Die Gründe waren so einleuchtend, daß sie mir ganz und gar unrichtig erschienen. Und wirklich stellte sich später heraus: für Leute, die im ehemaligen Österreich-Ungarn geboren sind, besteht eine Ausnahme: sie müssen eine behördliche Bescheinigung ihrer Heiratsabsicht beibringen – die einfache Erklärung von Österreichern hält das Standesamt nicht für glaubwürdig.

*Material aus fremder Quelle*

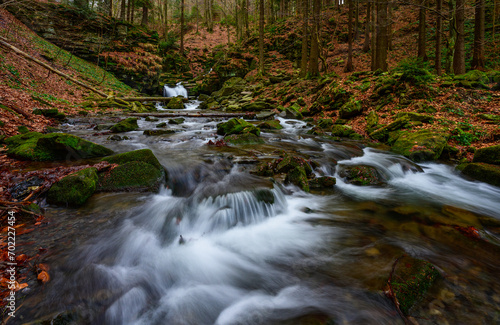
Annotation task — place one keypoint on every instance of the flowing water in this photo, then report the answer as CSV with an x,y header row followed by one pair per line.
x,y
255,252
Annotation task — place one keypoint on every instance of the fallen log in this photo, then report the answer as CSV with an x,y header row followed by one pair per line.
x,y
196,114
3,41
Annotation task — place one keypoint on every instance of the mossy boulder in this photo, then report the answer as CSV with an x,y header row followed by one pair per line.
x,y
483,172
137,170
128,124
489,155
271,125
421,145
298,177
361,175
411,280
54,146
74,189
382,134
351,109
176,103
237,126
243,139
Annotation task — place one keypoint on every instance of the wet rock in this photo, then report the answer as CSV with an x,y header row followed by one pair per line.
x,y
361,175
483,172
176,121
411,280
55,146
128,124
237,126
298,177
271,125
421,145
242,139
176,103
489,155
74,189
324,182
265,115
351,109
157,132
137,170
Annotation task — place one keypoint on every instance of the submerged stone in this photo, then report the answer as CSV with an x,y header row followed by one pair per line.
x,y
74,189
54,146
421,145
128,124
411,280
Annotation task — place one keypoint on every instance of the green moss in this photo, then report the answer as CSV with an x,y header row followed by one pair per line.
x,y
134,175
129,124
421,145
489,155
242,139
74,189
55,146
411,281
483,172
144,155
297,176
176,103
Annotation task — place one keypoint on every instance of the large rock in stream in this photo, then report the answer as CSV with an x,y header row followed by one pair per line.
x,y
54,146
74,189
137,170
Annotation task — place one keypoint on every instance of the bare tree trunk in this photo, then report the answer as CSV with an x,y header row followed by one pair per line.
x,y
374,35
366,45
261,37
478,52
182,28
305,18
314,56
381,59
459,55
349,66
439,31
422,53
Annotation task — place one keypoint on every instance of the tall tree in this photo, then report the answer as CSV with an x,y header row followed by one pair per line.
x,y
422,53
349,66
366,45
261,37
439,32
459,55
381,49
478,52
305,18
182,28
314,55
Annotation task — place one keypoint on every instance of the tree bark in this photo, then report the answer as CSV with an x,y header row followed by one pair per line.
x,y
366,45
182,28
381,56
314,56
349,66
422,53
305,18
459,55
439,31
261,37
478,51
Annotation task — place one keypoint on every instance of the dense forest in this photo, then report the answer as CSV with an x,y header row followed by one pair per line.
x,y
250,162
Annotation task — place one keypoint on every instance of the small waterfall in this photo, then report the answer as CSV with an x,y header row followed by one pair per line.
x,y
176,91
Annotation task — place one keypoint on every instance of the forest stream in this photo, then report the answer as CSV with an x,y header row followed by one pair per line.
x,y
254,251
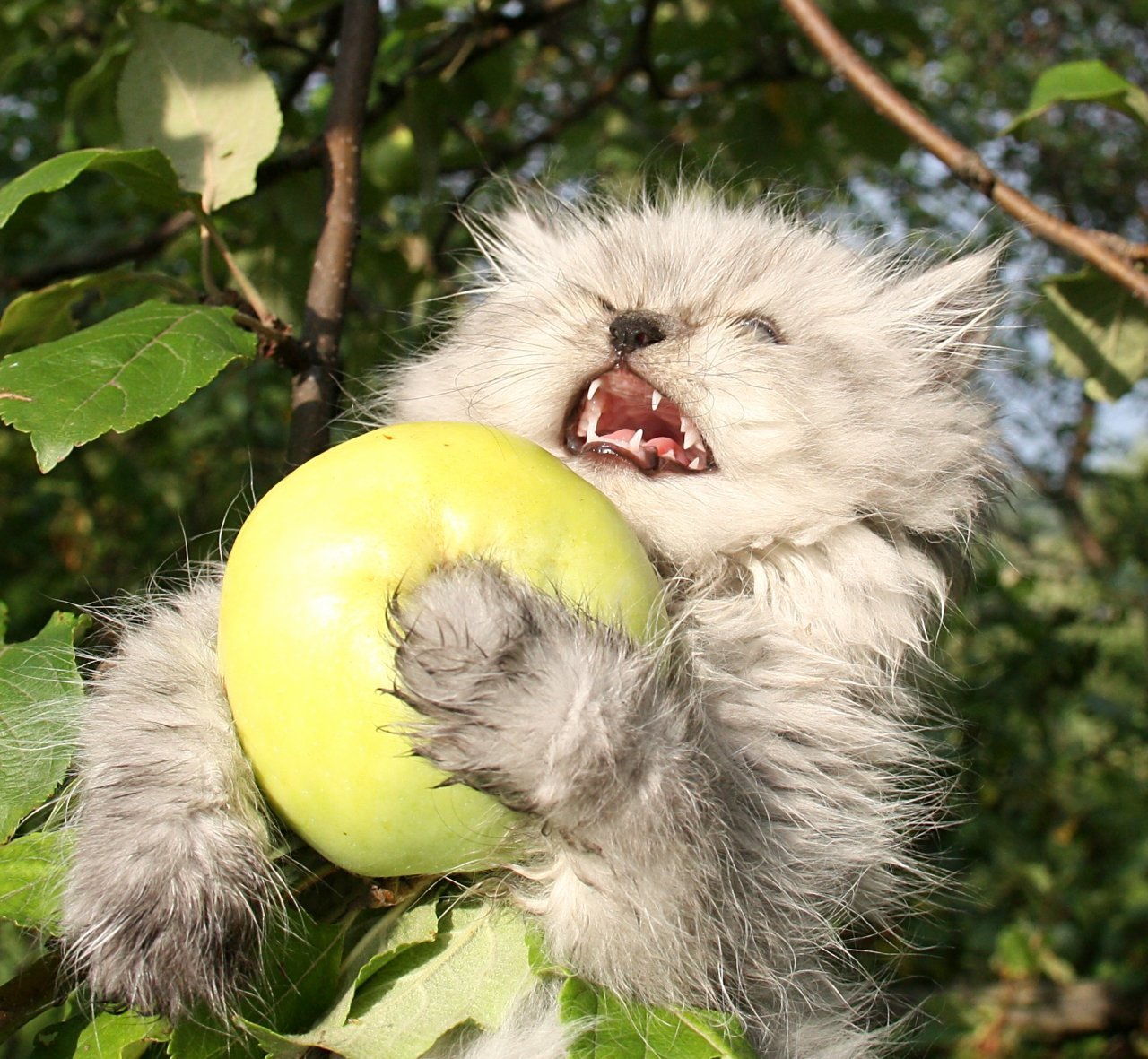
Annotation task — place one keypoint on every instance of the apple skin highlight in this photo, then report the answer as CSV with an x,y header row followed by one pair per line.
x,y
307,655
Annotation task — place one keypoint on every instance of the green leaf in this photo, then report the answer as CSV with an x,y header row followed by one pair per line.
x,y
189,93
378,947
31,869
46,315
130,369
147,172
119,1037
624,1030
471,971
39,707
1085,82
301,961
1099,332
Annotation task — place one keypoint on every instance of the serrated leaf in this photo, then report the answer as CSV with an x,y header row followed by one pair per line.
x,y
147,172
623,1030
39,717
301,961
130,369
31,870
189,93
1099,332
471,972
386,939
48,315
119,1037
1085,82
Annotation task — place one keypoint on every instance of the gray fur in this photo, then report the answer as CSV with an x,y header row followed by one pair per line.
x,y
705,820
170,877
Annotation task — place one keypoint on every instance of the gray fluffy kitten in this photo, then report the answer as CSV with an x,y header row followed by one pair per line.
x,y
705,832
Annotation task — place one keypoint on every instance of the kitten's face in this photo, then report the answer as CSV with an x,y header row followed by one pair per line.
x,y
728,378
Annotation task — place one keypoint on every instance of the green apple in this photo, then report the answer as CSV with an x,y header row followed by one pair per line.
x,y
307,655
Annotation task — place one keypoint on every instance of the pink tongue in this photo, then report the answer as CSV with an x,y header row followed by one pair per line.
x,y
666,447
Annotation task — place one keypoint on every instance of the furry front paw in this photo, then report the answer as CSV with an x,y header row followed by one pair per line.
x,y
462,664
521,698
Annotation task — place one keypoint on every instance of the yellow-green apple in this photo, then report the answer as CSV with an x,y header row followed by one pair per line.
x,y
307,653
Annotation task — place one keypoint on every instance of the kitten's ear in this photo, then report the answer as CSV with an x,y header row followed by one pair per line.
x,y
950,310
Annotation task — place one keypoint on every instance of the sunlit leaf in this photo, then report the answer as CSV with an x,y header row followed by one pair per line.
x,y
189,93
147,172
130,369
1099,332
1083,82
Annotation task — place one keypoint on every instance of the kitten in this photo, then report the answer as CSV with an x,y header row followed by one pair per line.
x,y
787,425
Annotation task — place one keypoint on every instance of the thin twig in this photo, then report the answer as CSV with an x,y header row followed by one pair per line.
x,y
247,288
1107,251
315,391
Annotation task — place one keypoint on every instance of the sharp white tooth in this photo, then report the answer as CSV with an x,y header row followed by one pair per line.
x,y
594,414
690,434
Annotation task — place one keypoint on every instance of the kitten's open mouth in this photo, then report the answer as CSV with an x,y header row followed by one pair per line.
x,y
620,414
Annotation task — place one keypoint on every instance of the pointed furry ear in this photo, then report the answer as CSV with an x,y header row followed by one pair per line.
x,y
948,310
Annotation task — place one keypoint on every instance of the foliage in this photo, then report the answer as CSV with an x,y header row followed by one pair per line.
x,y
124,224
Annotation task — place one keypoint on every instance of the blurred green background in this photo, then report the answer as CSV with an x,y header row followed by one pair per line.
x,y
1037,944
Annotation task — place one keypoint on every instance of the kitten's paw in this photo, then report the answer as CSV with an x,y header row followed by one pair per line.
x,y
144,931
523,698
463,641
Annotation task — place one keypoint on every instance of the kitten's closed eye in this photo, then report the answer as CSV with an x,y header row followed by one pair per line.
x,y
761,327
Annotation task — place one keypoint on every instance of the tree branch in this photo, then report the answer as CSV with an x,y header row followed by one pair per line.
x,y
315,390
1107,251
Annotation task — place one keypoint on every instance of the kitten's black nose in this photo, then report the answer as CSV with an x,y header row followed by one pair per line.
x,y
635,329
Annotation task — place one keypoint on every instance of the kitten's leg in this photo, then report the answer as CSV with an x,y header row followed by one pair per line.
x,y
170,875
575,723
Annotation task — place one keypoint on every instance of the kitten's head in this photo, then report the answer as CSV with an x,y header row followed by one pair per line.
x,y
728,376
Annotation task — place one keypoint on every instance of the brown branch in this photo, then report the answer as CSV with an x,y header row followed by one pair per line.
x,y
1106,250
32,990
315,391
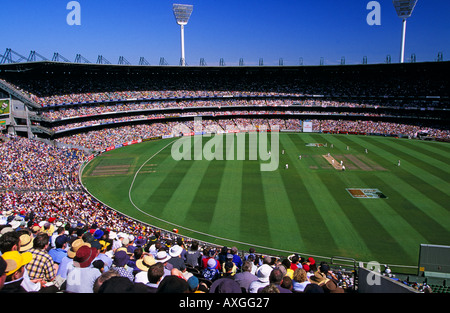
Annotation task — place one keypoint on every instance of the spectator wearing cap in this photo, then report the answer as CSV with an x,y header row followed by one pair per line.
x,y
103,255
175,257
193,255
163,257
81,275
211,272
9,240
300,280
295,262
225,285
237,260
120,262
287,264
230,262
246,277
144,264
173,284
59,252
4,268
42,265
68,259
263,274
15,270
276,278
26,243
155,274
59,232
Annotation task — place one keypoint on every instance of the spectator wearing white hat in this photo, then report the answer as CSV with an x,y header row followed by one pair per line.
x,y
175,254
263,274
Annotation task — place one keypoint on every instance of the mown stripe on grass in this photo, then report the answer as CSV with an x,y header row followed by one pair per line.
x,y
307,217
282,221
253,220
368,216
431,185
431,230
203,203
226,216
432,200
153,192
346,238
433,166
428,150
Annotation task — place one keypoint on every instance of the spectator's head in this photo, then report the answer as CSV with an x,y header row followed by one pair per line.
x,y
299,275
41,241
61,241
84,256
121,258
247,266
263,273
276,276
15,264
9,241
76,244
145,262
173,284
155,273
26,242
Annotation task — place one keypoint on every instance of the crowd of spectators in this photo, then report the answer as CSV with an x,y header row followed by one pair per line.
x,y
373,127
53,231
42,254
33,165
101,139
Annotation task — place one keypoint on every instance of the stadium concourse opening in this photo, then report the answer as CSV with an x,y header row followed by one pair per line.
x,y
64,115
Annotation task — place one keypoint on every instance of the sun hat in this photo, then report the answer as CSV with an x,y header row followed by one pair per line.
x,y
76,244
15,260
225,286
175,251
121,258
26,242
84,256
98,234
144,263
212,263
193,282
162,257
318,278
263,273
4,266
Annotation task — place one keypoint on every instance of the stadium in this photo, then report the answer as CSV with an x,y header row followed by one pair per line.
x,y
361,175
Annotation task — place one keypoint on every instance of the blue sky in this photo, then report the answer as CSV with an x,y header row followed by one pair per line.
x,y
232,29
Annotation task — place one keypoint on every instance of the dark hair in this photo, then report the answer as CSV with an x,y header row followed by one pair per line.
x,y
276,276
155,272
9,240
41,240
138,253
194,246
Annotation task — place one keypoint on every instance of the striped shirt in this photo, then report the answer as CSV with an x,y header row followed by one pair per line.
x,y
41,266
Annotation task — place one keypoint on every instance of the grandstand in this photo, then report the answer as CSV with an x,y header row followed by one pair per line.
x,y
64,114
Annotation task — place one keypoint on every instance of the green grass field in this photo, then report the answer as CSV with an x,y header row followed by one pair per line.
x,y
305,208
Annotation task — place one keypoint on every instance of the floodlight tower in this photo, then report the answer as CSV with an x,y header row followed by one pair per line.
x,y
404,10
182,13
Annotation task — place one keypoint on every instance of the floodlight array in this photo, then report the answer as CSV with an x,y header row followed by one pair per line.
x,y
404,8
182,13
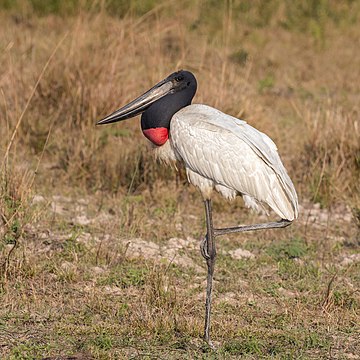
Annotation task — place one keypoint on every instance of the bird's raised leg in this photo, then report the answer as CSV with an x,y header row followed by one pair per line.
x,y
270,225
208,251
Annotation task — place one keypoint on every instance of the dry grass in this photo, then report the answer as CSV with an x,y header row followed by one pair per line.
x,y
69,284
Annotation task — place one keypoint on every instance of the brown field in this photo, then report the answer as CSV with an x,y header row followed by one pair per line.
x,y
99,244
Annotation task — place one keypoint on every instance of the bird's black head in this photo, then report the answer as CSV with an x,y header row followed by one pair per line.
x,y
158,105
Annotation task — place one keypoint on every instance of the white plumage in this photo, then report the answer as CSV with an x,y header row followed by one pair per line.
x,y
225,153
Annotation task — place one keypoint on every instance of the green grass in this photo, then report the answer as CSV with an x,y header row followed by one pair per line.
x,y
72,289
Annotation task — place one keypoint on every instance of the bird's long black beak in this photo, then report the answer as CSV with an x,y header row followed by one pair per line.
x,y
141,103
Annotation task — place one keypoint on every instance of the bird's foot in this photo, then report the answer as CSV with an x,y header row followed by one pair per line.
x,y
204,250
209,343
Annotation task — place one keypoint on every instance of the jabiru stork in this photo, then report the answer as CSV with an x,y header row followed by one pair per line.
x,y
219,152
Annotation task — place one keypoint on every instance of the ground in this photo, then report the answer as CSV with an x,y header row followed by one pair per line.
x,y
99,244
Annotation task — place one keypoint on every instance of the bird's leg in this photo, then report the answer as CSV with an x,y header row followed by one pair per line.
x,y
270,225
208,251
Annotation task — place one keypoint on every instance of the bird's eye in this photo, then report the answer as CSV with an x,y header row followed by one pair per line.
x,y
179,78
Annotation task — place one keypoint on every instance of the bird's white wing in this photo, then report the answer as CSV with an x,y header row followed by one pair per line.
x,y
233,154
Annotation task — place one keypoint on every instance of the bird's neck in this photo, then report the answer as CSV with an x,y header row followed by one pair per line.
x,y
155,121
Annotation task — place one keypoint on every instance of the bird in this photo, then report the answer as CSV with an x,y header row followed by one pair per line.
x,y
219,152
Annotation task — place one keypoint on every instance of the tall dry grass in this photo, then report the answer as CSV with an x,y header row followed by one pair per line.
x,y
292,91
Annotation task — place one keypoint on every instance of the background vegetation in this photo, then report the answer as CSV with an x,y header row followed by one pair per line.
x,y
73,196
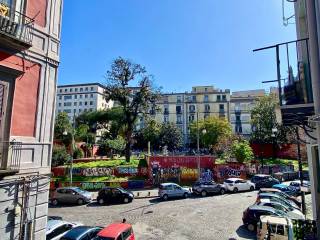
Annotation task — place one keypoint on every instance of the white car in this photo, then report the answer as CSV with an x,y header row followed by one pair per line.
x,y
291,212
238,184
57,228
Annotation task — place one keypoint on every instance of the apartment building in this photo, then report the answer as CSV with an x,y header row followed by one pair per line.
x,y
75,99
29,59
241,104
184,108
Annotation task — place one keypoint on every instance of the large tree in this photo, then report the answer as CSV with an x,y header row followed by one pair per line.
x,y
134,102
212,130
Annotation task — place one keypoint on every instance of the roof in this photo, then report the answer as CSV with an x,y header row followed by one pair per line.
x,y
78,231
274,220
113,230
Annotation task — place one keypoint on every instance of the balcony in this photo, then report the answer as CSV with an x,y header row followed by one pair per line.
x,y
16,29
10,157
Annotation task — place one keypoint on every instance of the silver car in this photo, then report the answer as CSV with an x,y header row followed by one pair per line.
x,y
172,190
72,195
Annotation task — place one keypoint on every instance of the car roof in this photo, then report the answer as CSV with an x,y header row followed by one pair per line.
x,y
113,230
259,207
78,231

Schon rieten mir wohlmeinende Freunde, auf die Trauung zu verzichten.

»Denn,« sagten sie mir, »du bist jung – auch Sie, gnädige Frau, sind jung – es wird euch früher oder später gereuen, den Behörden für nichts und wieder nichts soviel Plackerack gemacht zu haben.«

Indessen kehrten wir uns nicht an die Redereien und heirateten rüstig weiter. Ich stellte schriftlich die dezidierte Behauptung auf, heiratswillig zu sein, bat einen mehrfach, auch vor dem Feind dekorierten Oberstleutnant, mein Zeuge zu sein, und begab mich aufs Konsulat, um meine Identität beglaubigen zu lassen. Als das Konsulat immernoch zögerte, holte ich den Oberkellner aus dem Café Stefanie und stellte ihn als meinen Vetter, den Grafen Wiltschek vor. Das wirkte. Man beglaubigte mich.

Nun zurück aufs Standesamt. Der Beamte empfing mich freundlich. Meine Frau fand ihn sehr gealtert gegen das erstemal.

»Gut,« sprach er, »Ihre Papiere sind in Ordnung. Ich kann Sie ohne weitres trauen. Haben Sie aber auch die Konsequenzen bedacht? Sie sind Österreicher. Österreicher, die sich im Ausland trauen lassen, werden daheim bestraft.«

»Bestraft?«

»Ja. Wegen Bigamie.«

»Erlauben Sie – ich bin doch noch nie verheiratet gewesen?«

»Nicht? Dann wegen Monogamie. Bestrafen wird man Sie jedenfalls.« – Und mit leisem Mitleid: »So wollens die österreichischen Gesetze. Ich kann sie nicht ändern.«

Tu, felix Austria, nube! Da stehe ich nun mit meinen Papieren. Mit meinem gräflichen Freund, dem Oberkellner. Dem mehrfach dekorierten Oberstleutnant. Der unüberwindlichen Zuneigung meiner Frau. Daheim schreien die Kinder.

Kostenrechnung: 5 M dem Oberkellner. 1,25 dem Portier. 20 M für Papiere. Ein Vaterhaus – 60 M. Eine Porzellanpfeife für meinen Beschützer, den Abgeordneten – 3 M 50.

Ruiniert, blamiert und ledig. Mit einem Haufen unnützer Papiere. Sämtliche Amtsdiener Bayerns grüßen mich auf der Straße – wenn ich im Keller neben sie zu sitzen komme, trinken sie, ohne zu fragen, eine Maß auf meine Kosten.

5 M dem Oberkellner, 1,20 dem Portier. Ein Vaterhaus – 60 M usw. usw.

Zusammen 182 M 20.
Hiezu für Amtsdiener bisher 13 M 80.
     
Zusammen 196 M –.

Ich bin entschlossen, diesem verfehlten Leben ein Ende zu machen.